Kettenkarussell der Emotionen

Für alle Freunde der deutschen Geselligkeit folgt jetzt ein Prosit der Gemütlichkeit in Textform. In Sachen Wasen halte ich es ja meist wie der Martin, also Volksfest weiträumig umfahren, wenn es irgendwie geht.

In Ausnahmefällen und selbstverständlich nur, um soziologische Studien zu treiben, wage ich mich dann aber doch gelegentlich ins Kettenkarussell der Emotionen. Zum Beispiel gestern Abend. Hatte noch so viele Fress- und Saufgutscheine, dass ich kurzerhand meine hartarbeitenden Kollegen zum gemeinsamen Ausflug nach Cannstatt verdonnerte.

Das Fazit im Schnelldurchlauf: In der Schwabenwelt bei der sympathischen Gastronomen-Familie Wilhelmer – Mama Wilhelmer ist die steile Alte, die das Schweinemuseum betreibt, der Sohnemann macht die Ampulle und steckt glaub irgendwie auch im Aer Club mit drin – kann man tatsächlich essen. Keine Ahnung, wie die das hinbekommen, aber Linsen mit Spätzle, Nürnberger Bratwürste und andere Errungenschaften der Hochkulinarik kicken tatsächlich.

Noch besser schmeckt nur die Band im Festzelt. Unglaublich, was eine Blaskapelle aus „Oh Jonny“ und Lady Gaga alles rausholen kann.

Die Schwabenwelt will glaub der Feinkost Böhm unter den Zelten sein, die Service-Kräfte sind alle jung und (halb-)schön, Schnaps wird nur in der Bügelflasche und in 4 cl serviert (für fast 7 Euro, Alter!), und unsere Bedienung ist eigentlich Speditionskauffrau, findet den Job aber so scheißlangweilig, dass sie zum ersten Mal auf dem Wasen malocht. Und nein, Männer sind auch besoffen nicht assiger als sonst, zumindest kaum, hat sie herausgefunden.

Das konnte sie allerdings nur recherchieren, weil sie nicht bei Klauss und Klauss im Dinkelacker Festzelt zwei Meter weiter arbeitet. Junger Spitz! Wenn Wilhelmer die Feinkost-Abteilung des Wasen ist, dann ist das Dinkelacker-Zelt der Volksfest-Aldi.

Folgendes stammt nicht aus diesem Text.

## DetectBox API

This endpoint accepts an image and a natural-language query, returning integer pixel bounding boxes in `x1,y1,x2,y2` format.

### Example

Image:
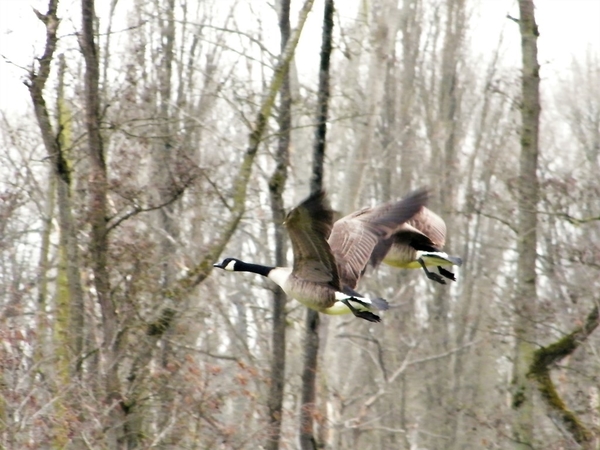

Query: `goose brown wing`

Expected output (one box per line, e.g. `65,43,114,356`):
330,188,429,288
369,208,446,267
328,213,380,289
406,208,447,248
369,223,431,267
284,190,341,289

Wir stehen nach zwei Sekunden auf einer Bierbank, weil wir sonst verdroschen worden wären. Ein Assi vom Nebentisch haut uns ständig auf den Arsch, wenn er aufs Klo geht, ein Tisch weiter versucht ein 23-jähriges Mitglied der Jungen Union, mit seiner Freundin auf der Bierbank im Stehen zu kopulieren, neben uns verteilt ein braungebrannter Schnurres-Träger Schnupftabak an einen Fußballverein in Motto-Shirts und die Bedienungen sind, nun, ja, eher handfest.

Zumindest auf Freund Alkohol ist Verlass. Kollegin M., bei uns sonst für Kultur-Events verantwortlich, tanzt auf einem Bierdeckel wie Jacko, Kollege N. probiert einen lustigen Hut auf und ich bestelle als Zeichen des Protests Weißweinschorle. Das ist so ziemlich das Asozialste, was man im Bierzelt machen kann.

Nach 36 Prosits der Gemütlichkeit, 38 mal anstoßen, vier Schlager-Mastermixes und einigen Bildern, von denen ich auch am Wochenende noch Alpträume haben werde, ist Punkt 23 Uhr Schluss mit dem konditionierten Absturz.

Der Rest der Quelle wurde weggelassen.